There is some overhead involved in calling the copy constructor every time an object is passed by value to a function. However, you can duplicate the effect of passing the parameter by value, while avoiding the expense of the constructor call, by passing a reference to a constant object. For example:
void consume( const String &parm )
{
// Use the parm object
}
void main()
{
String myString( "here's my string" );
consume( myString );
}
The copy constructor is not called when a parameter is passed this way, because a new object is not being constructed. Instead, a reference is initialized with the object being passed. The compiler performs the equivalent of the following:
// Hypothetical initialization of reference parameter
const String &parm = myString; // Initialize reference
As a result, the function uses the same object as the caller.

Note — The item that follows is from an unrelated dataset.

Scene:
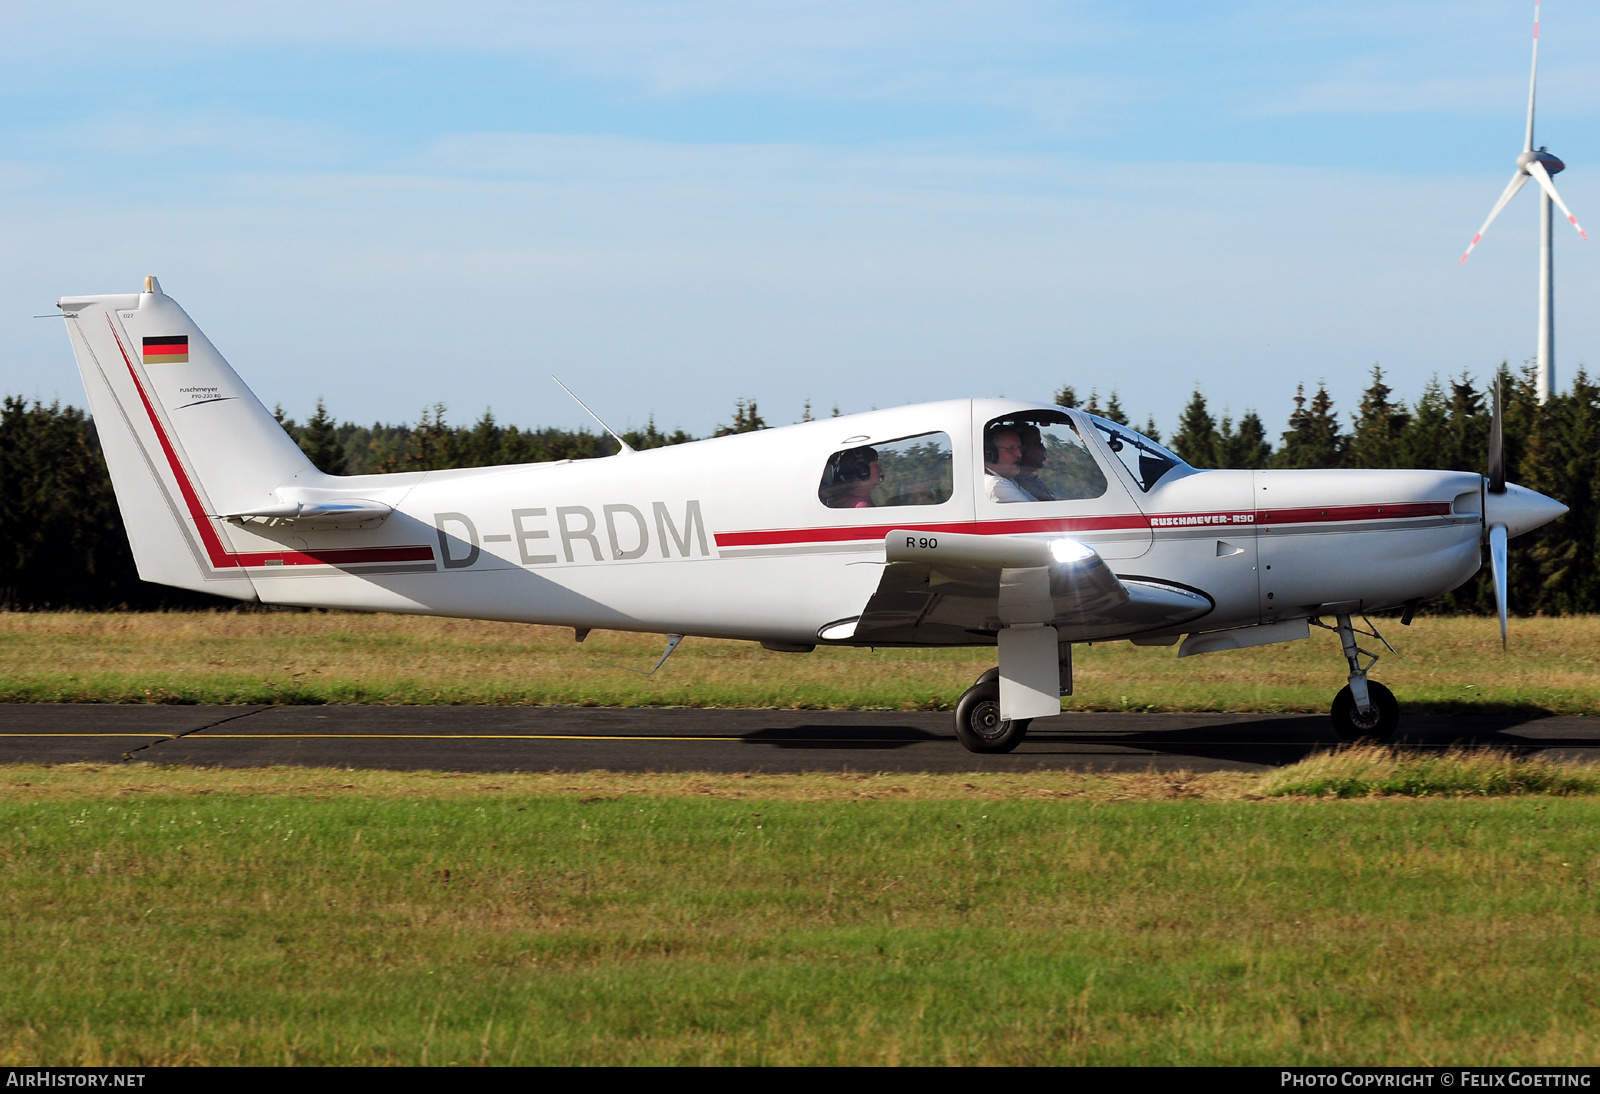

Notice that the const keyword is used. Because a reference to a constant is passed, the function cannot modify the parameter, so the caller is guaranteed that the object remains safe. Only const member functions (that is, read-only member functions) can be invoked on the object.
Note that the copy constructor itself takes a reference to an object, rather than an object, as its parameter. If the copy constructor took an object itself as a parameter, it would have to call itself in order to initialize the parameter. This would cause an infinite recursion.
Returning a reference from a function can also be more efficient than returning an object. Recall the example of the operator= function:
String &String::operator=( const String &other )
{
//...
return *this;
}
void main()
{
String myString( "here's my string" );
String yourString, herString;
herString = yourString = myString;
}
The copy constructor is not called when the function returns, because a temporary object is not being created: only a temporary reference is created. When the herString object receives the value of the yourString = myString assignment statement, the compiler performs the equivalent of the following:
// Hypothetical initialization of reference return value
String &tempRef = yourString; // Initialize reference
// NOTE: yourString == *this
herString = tempRef; // Assignment of temp reference
// Equivalent to herString = yourString
However, you must use caution when returning a reference to objects or variables other than *this. The rules for returning references are similar to those for returning pointers. You cannot return a pointer to an automatic variable. For example:
// BAD TECHNIQUE: returning pointer to automatic variable
int *emitPtr()
{
int i;
return &i;
}
The integer i is an automatic variable, so it goes out of scope at the end of the function. That means the function returns a pointer to an integer which no longer exists. It is unsafe for the calling program to use such a pointer.
The same restriction applies to references:
// BAD TECHNIQUE: returning reference to automatic variable
int &emitRef()
{
int i;
return i;
}
It is safe, however, to return a reference or a pointer to a variable that has been dynamically allocated. Dynamically allocated objects remain in existence until they are deallocated, so references and pointers to them remain valid even after the function has exited. You can also safely return references or pointers to static or global variables.